February 1, 2017
Faculty Profile: Ellen Seiter
By Sabrina Malekzadah
Ellen Seiter is a professor in the Bryan Singer Division of Cinema and Media Studies. She also holds the Nenno Endowed Chair in Television Studies. She recently won the 2016-2017 Pedagogy Award from the Society for Cinema and Media Studies. The award is given for instruction, publication and development of educational materials, and service/value in Cinema and Media Studies Pedagogy. Professor Seiter is also the author of many books including The Internet Playground: Children’s access, Entertainment and Mis-Education and Television and New Media Audiences. She comes from a long line of teachers—many of them women—and she feels that as an educator she is honoring them today.
What classes do you teach at SCA? I teach the big lecture class in Norris, 191: Introduction to Television. I also have recently taught teen film, anime, crime for undergrads; and for grads theory courses on scholars such as Bourdieu, Barthes, Zizek, and Brecht.
Do you have a favorite? Why? I love teaching 191 and watching as students who enter the class completely focused on film become really enthusiastic about the amazing developments in long form television over the last decade. My favorite upper division class recently was CTCS 403 American Television History, which I taught on streaming. With the explosion of new platforms and models for distributing film and TV it is a very exciting time to watch how streaming is changing the industry and changing how we watch TV.
What does it mean for you to win the Pedagogy award from the Society for Cinema and Media Studies? This is a career award, so in the nomination we covered all of the different phases of my career at many different universities and including the work I have done in K-12 education around new media and media production. It’s a very competitive honor and I am just enormously moved by this recognition of my work.
Some of the books you have written focus on the relationship between children/teens and television. Why do you think these two relate to one another? Television producers need the teen audience because 1. kids and teens still have time to watch TV (and broadcast TV); 2. they have their own spending money, so advertisers want to reach them; 3. they are just forming many of the consumer habits they will have as adults, so again, advertisers are very, very keen to reach them; 4. they influence their parents’ spending; 5. boys are notoriously difficult to reach if they are video game players; 6. children and teens have more leisure time and therefore are good at speaking “word of mouth” about favorite films and TV shows.
What is one lesson you hope that students take out of your class? That writing takes time and revision, having other people read it, proofreading. That audiences for TV and film are not as dumb as those of us at university like to think they are. They can have any different motives for going to “bad” films or watching trash TV. That stereotypes in the media are stubborn and require a lot of thought if one is to make more challenging representations.

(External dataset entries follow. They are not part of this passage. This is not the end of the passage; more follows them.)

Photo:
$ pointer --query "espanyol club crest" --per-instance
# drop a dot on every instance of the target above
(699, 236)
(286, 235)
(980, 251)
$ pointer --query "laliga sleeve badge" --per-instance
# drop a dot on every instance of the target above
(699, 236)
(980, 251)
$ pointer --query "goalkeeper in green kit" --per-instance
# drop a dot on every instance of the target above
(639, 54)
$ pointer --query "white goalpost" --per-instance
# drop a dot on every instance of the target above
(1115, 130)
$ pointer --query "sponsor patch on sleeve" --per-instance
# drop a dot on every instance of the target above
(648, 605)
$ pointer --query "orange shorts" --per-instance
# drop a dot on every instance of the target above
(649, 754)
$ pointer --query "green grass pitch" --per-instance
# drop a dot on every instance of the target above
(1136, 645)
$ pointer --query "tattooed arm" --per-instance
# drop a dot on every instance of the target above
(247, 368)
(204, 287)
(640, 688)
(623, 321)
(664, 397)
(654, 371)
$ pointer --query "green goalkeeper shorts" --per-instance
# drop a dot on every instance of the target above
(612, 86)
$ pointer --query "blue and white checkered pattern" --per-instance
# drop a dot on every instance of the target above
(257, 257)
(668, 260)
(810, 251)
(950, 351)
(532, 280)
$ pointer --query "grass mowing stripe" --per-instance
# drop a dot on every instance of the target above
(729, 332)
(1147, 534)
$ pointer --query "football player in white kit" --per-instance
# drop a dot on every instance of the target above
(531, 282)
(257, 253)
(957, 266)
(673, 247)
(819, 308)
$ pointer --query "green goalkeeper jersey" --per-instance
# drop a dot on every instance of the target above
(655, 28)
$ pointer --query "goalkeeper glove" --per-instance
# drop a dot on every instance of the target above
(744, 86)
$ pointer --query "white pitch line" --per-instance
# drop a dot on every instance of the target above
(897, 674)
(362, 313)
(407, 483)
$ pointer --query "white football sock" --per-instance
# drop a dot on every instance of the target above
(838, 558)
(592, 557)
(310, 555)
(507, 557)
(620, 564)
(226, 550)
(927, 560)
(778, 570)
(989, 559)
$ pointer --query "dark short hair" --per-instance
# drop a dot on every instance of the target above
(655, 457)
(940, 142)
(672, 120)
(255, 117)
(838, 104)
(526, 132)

Anything else you would like to share? The most vital part of teaching is the process of establishing the relationship as one of mutual learning. Guiding students to the choice of a research topic, and watching students discover their own capacity for reflection, as well as their strengths and weaknesses are adventures I truly enjoy. The best mentoring happens when both of us are honest and open enough to shed unworkable projects, theses or expectations, and freely exchange ideas so that we can work flexibly to produce the best work possible.